Practically, voltage is a measurement of a difference between two points. You can think of it only this way, and be a very good engineer. Measuring the difference between two points is easy with a voltmeter, as you no doubt know. This thing you are measuring is usually called voltage but is more properly called electrical potential difference.
But, there is a thing that can be measured in volts that is defined at only one point, and that is the electric field potential. To understand it, you must exit the field of engineering, and enter the field of physics (no pun intended).
Say you have an electron (negative charge) and a proton (positive charge). Naturally, these two will attract, and (so far as I understand it; I'm not a physicist!) this is what keeps electrons stuck to their atomic nuclei.
But, if you can pull these two apart, you get a field between them. You might visualize it like this:
(image source)
These lines represent the force (in our case, the electromotive force) that would be experienced by a charge, were it to be in this field. That is, if you were an infinitesimally small charge in that picture, you would be feel a force pushing you in the direction of the arrows. You can think of the proton as spewing out an invisible fluid, and the electron sucking it in. This invisible fluid acts on other charges like wind.
Here's another way to visualize the same field. The proton is a mountain, and the electron is a valley:
(image source)
If you are a ball on this field, gravity will do work on you, and you will roll downhill. Except, this isn't a gravity field, so our "ball" is made of "charge", not mass. Of course, if you add any charge to this picture, the field changes. This is also true of gravity fields, except the Earth is so much more massive than the ball you imagine that its effect is negligible. So, imagine that your ball of charge rolling around in this field is infinitesimal.
Now one thing you will notice about this field: as we extend it out to infinity, it becomes flat. The electric field potential at this infinitely distant place is \$0V\$, by definition.
If we want to put a ball on the mountain from infinitely far away, we will have to do work. How much? Well, it depends on two things: how high we want to push it, and how big the ball is. A big ball takes more work. Pushing it higher takes more work.
One way to define the volt is joules (energy, work) per coulomb (charge):
$$ V = \frac{J}{C} $$
So you can think of it this way: if you had a ball of charge that was 1 coulomb big, and you did 1 joule of work pushing it uphill, you are one volt high. Or, if you have a 1 coulomb ball of charge, and you let it roll downhill into the electron, and stop it after 1 joule of work has been done, you are at -1 volt. If your ball was 2 coulombs big, then the work is doubled, but it's still just 1 volt.
Thus, you can pick any point in this field, and get its electric potential. It's how much work could be done, or has been done, per unit of charge, getting to there from infinitely far away. With our hill and valley analogy, electric potential is analogous to the elevation.
When you stick your probes on two points, you are asking the question:
If I let a ball of charge that is 1 coulomb big roll between these points, how many joules of work will be done on it?

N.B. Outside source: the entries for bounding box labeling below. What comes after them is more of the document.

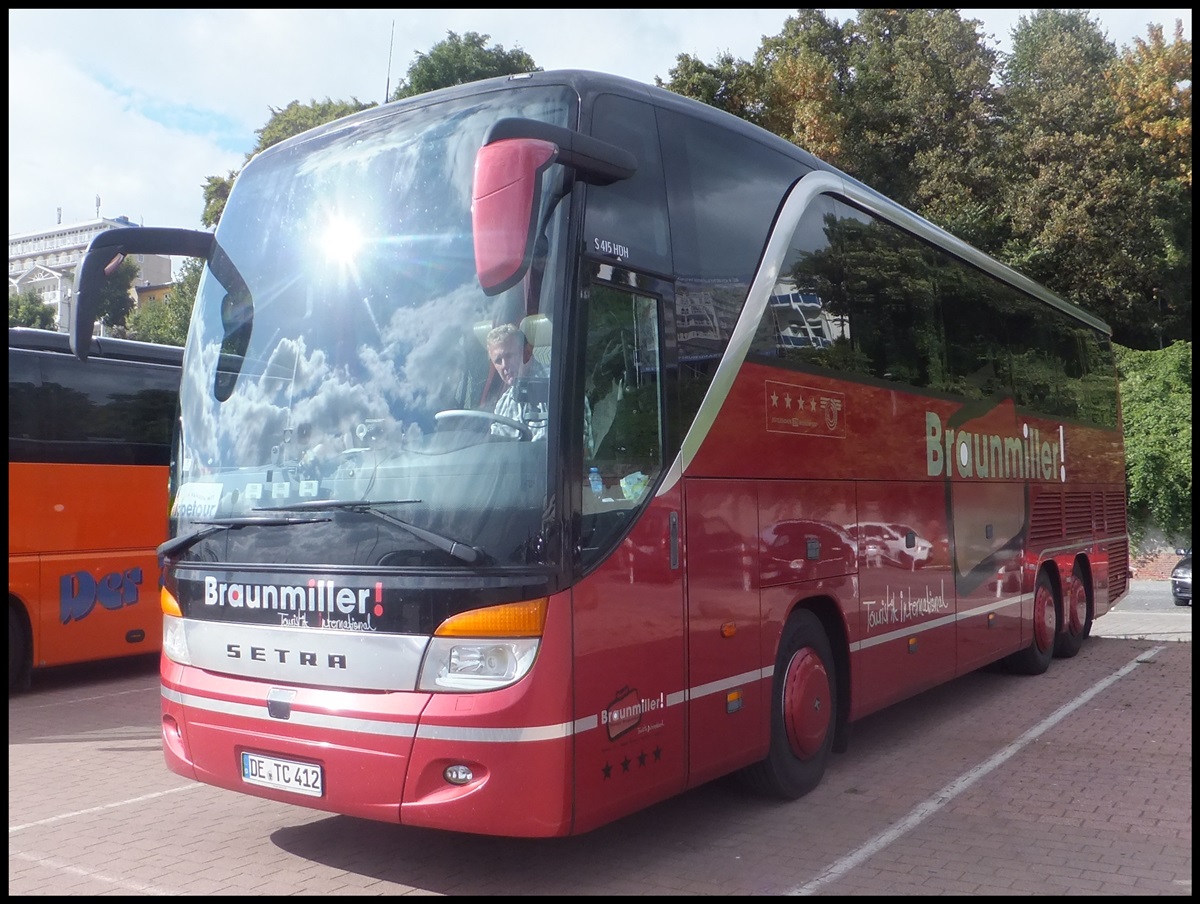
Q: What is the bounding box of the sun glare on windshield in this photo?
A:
[322,216,362,267]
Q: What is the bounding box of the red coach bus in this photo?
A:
[8,328,184,692]
[72,71,1128,837]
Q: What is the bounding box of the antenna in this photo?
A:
[383,19,396,103]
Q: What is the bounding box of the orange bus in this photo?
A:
[8,328,182,692]
[74,71,1128,837]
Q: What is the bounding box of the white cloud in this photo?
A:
[8,6,1192,234]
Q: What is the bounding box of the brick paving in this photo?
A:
[8,600,1192,896]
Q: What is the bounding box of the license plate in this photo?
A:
[241,753,324,797]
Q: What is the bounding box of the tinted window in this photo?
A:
[8,349,180,465]
[583,95,672,274]
[752,190,1117,427]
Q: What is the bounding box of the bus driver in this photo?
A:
[487,323,548,439]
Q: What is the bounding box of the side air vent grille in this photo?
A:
[1030,492,1063,546]
[1064,492,1092,540]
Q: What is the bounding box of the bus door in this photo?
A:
[572,278,686,831]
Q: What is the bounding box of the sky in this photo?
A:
[8,6,1192,247]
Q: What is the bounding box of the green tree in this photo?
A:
[390,31,541,101]
[8,289,54,330]
[200,97,376,228]
[96,257,140,334]
[654,53,772,128]
[127,257,204,346]
[1108,20,1192,348]
[1116,340,1192,545]
[1000,10,1190,348]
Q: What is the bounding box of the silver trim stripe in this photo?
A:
[162,594,1021,744]
[162,687,416,737]
[850,594,1021,653]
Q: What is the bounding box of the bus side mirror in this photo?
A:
[470,118,637,295]
[470,138,558,295]
[71,226,212,361]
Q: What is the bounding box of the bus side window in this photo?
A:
[583,285,662,511]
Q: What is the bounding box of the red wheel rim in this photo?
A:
[784,647,833,760]
[1069,579,1087,634]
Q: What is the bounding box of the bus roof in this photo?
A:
[8,327,184,366]
[259,68,1112,336]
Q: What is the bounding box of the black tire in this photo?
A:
[1054,562,1092,659]
[743,610,838,801]
[8,603,29,694]
[1004,569,1062,675]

Of course, we can't get infinitely far away from all charge in the universe, so we can't actually measure electric field potential directly with a multimeter. We can only measure electric potential difference. But, we can calculate the electric field potential, if we know where the charges in a system are.
Since we aren't infinitely far away from all charge in the universe, there is necessarily some electric field potential everywhere. But, we can't do work with just potential; we need a difference. You can't do any work with a ball on a mountain unless you can roll it off.